Kurz darauf beugt sich ein Gerichtsdiener zum Vorsitzenden Burkard Dregger (der schräg gegenüber von mir am anderen Ende des Saals sitzt) und deutet in meine Richtung: direkt hinter mir sitzt eine Frau mittleren Alters mit auffällig blond gefärbten Haaren. Sie wird nach vorne gebeten und da sie offenbar dem LKA angehört und keine geladene Zeugin ist, werden die Anwesenden gefragt, ob Einwände gegen ihre Anwesenheit erhoben werden. Keine Einwände. Der zweite Teil der Sitzung beginnt mit der Befragung einer Mitarbeiterin des LKA Nordrhein-Westphalen: Die Zeugin, deren Name aus Sicherheitsgründen nicht genannt werden darf, scheint ihre Aussage nicht zum ersten Mal zu machen und beschreibt routiniert eine Reihe bürokratischer Prozesse die inzwischen fast zwei Jahre zurückliegen und innerhalb derer man sich über mehrere Monate mit dem zum damaligen Zeitpunkt zur Abschiebung vorgesehenen Terroristen A. Amri befasst hatte.
Nach und nach stellen ihr die Mitglieder des Untersuchungsausschusses sich inhaltlich zumeist überschneidende Fragen. Teilweise geduldig, teilweise forsch. Teils so forsch, dass die Zeugin, für die Anis Amri offenbar über mehrere Monate nichts als ein Name in einer Datenbank und auf ein paar Formularen die sie hatte bearbeiten müssen gewesen war, während der Befragung einen Eindruck an Verzweiflung grenzende Hilflosigkeit vermittelt. Und während sie versucht, die an sie gerichteten Fragen so gut sie es aufgrund ihres eingeschränkten Kompetenz- und Informationsstandes eben kann zu beantworten, wird immer deutlicher, wie wenig zielführend diese Anhörung eigentlich ist.

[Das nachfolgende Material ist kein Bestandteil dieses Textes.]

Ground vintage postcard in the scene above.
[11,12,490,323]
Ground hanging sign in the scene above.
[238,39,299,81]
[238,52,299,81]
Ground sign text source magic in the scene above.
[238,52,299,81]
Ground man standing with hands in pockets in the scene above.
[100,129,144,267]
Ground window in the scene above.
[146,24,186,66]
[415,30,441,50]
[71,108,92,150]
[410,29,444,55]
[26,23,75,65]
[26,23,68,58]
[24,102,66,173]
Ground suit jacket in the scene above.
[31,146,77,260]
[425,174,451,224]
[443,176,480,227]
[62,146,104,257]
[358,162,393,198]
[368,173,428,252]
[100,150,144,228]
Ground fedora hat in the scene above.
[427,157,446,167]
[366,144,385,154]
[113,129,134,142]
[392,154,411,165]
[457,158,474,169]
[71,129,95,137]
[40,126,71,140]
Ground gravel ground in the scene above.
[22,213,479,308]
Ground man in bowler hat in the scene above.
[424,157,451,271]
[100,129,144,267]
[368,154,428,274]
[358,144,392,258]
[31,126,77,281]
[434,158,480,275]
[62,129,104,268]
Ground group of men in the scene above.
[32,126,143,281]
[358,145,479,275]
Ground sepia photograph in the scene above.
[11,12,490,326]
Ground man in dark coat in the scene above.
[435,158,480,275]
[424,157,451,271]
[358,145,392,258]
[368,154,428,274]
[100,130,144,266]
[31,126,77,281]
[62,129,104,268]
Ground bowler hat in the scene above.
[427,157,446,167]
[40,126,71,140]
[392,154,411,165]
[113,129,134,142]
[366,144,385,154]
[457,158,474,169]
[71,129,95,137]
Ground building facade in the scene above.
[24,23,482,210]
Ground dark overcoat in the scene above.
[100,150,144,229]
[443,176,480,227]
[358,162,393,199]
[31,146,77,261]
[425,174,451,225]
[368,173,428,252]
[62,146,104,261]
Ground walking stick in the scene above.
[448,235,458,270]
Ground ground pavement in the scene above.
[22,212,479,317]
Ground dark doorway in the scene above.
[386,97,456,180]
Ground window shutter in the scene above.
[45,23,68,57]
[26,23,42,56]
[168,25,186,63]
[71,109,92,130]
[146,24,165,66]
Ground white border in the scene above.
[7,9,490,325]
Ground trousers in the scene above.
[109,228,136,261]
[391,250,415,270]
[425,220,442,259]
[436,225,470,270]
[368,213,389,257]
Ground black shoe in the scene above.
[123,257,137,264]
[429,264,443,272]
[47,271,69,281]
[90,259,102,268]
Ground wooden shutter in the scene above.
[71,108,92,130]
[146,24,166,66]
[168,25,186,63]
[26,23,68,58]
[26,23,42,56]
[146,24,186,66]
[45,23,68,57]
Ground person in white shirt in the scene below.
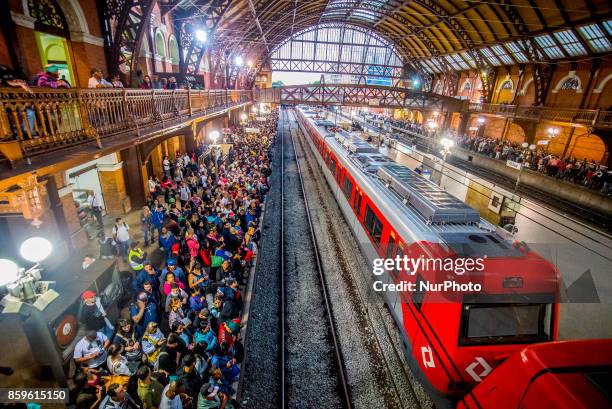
[162,156,170,177]
[159,381,186,409]
[87,68,113,88]
[87,190,104,229]
[113,217,131,260]
[74,330,110,368]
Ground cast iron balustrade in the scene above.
[0,87,252,167]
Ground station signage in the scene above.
[506,160,523,170]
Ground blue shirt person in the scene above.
[130,292,159,338]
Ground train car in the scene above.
[458,339,612,409]
[295,109,559,407]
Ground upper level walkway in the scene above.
[0,88,252,185]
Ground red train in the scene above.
[295,108,580,407]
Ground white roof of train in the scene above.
[298,107,520,256]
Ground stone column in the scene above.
[98,157,134,214]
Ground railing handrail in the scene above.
[468,102,612,126]
[0,87,253,164]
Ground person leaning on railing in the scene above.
[35,64,70,88]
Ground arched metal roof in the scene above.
[208,0,611,68]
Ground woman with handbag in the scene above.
[142,322,166,365]
[113,318,142,373]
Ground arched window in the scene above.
[155,31,166,57]
[560,77,580,91]
[168,34,179,64]
[499,80,514,91]
[28,0,69,37]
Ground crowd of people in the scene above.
[71,112,278,409]
[456,135,612,195]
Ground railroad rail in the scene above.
[279,110,352,409]
[298,110,427,409]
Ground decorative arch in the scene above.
[27,0,70,37]
[154,29,167,57]
[498,78,514,91]
[593,73,612,94]
[168,34,180,64]
[519,77,533,97]
[57,0,89,34]
[552,71,582,94]
[270,23,405,80]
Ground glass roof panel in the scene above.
[553,30,587,57]
[491,45,514,65]
[535,34,564,58]
[578,24,612,53]
[504,41,529,63]
[476,47,502,65]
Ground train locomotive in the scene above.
[294,107,560,407]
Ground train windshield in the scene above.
[459,303,552,345]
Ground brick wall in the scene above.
[98,166,129,214]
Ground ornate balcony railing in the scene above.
[0,88,252,167]
[469,103,612,128]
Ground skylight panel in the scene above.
[603,20,612,36]
[480,47,502,65]
[452,54,470,70]
[553,30,587,57]
[491,45,514,65]
[461,51,476,68]
[535,34,564,58]
[505,42,529,63]
[419,61,434,74]
[578,24,612,53]
[444,55,461,71]
[425,60,442,73]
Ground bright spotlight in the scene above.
[0,258,19,286]
[19,237,53,263]
[208,131,219,144]
[195,30,208,43]
[440,138,455,149]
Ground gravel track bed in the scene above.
[293,112,433,408]
[241,112,342,409]
[283,112,342,408]
[241,117,281,409]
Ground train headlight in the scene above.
[502,277,523,288]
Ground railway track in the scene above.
[279,107,352,409]
[292,109,432,408]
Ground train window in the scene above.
[329,157,336,177]
[355,193,363,216]
[412,274,425,311]
[387,234,395,258]
[363,204,382,244]
[459,303,552,345]
[342,174,353,202]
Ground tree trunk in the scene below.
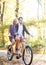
[15,0,19,18]
[1,2,5,46]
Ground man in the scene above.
[9,19,17,51]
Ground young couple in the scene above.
[9,17,30,58]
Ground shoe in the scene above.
[8,46,11,52]
[16,54,21,59]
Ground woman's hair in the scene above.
[18,17,23,20]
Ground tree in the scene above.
[15,0,19,18]
[1,2,5,46]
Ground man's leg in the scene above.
[21,38,25,53]
[9,39,16,51]
[16,36,20,51]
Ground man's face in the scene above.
[19,18,23,24]
[13,20,17,25]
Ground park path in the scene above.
[0,50,46,65]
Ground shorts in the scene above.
[9,37,16,42]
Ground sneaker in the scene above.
[8,46,11,52]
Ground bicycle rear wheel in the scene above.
[22,46,33,65]
[7,46,13,61]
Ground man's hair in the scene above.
[13,19,17,22]
[18,17,23,20]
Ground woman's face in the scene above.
[13,20,17,25]
[19,18,23,24]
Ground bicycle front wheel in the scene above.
[22,46,33,65]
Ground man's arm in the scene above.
[24,25,30,35]
[8,25,13,37]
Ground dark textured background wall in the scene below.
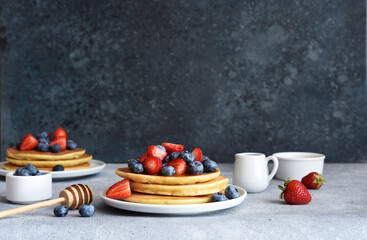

Eine völlig gegensätzliche Perspektive besaß dagegen der am Vormittag in der Jugendvollzugsanstalt in Moabit vernommene Zeuge, der ein persönlicher Bekannter des Terroristen gewesen war und während der ersten Hälfte der elften Sitzung des Untersuchungsausschusses Aussagen zu dessen Persönlichkeit gemacht hatte. Aber ob diese Befragung zur Persönlichkeit des auf der Flucht erschossenen Terroristen zur Aufklärung „möglicher behördlicher Missstände“ würde beitragen können, ist ebenso eine Frage der Perspektive. Wenig Beachtung scheint dagegen der Verfassungsschutz zu finden. Denn seitdem durch diesen festgestellt worden war, dass durch Amri eine länderübergreifende Gefahr ausging, fiel die gesetzliche Zuständigkeit entsprechend Artikel 73 (1) 9a. Grundgesetz und § 5 Abs. 1 BVerfSchG Bund und Verfassungsschutz zu [1];[2]. Aber durch den hohen Grat an Geheimhaltung und den Ausschluss der Öffentlichkeit von wichtigen innenpolitischen Prozessen entsteht ohnehin der Eindruck, dass im Behördenpanorama der Bundesrepublik ein Rechtsvakuum entstanden ist.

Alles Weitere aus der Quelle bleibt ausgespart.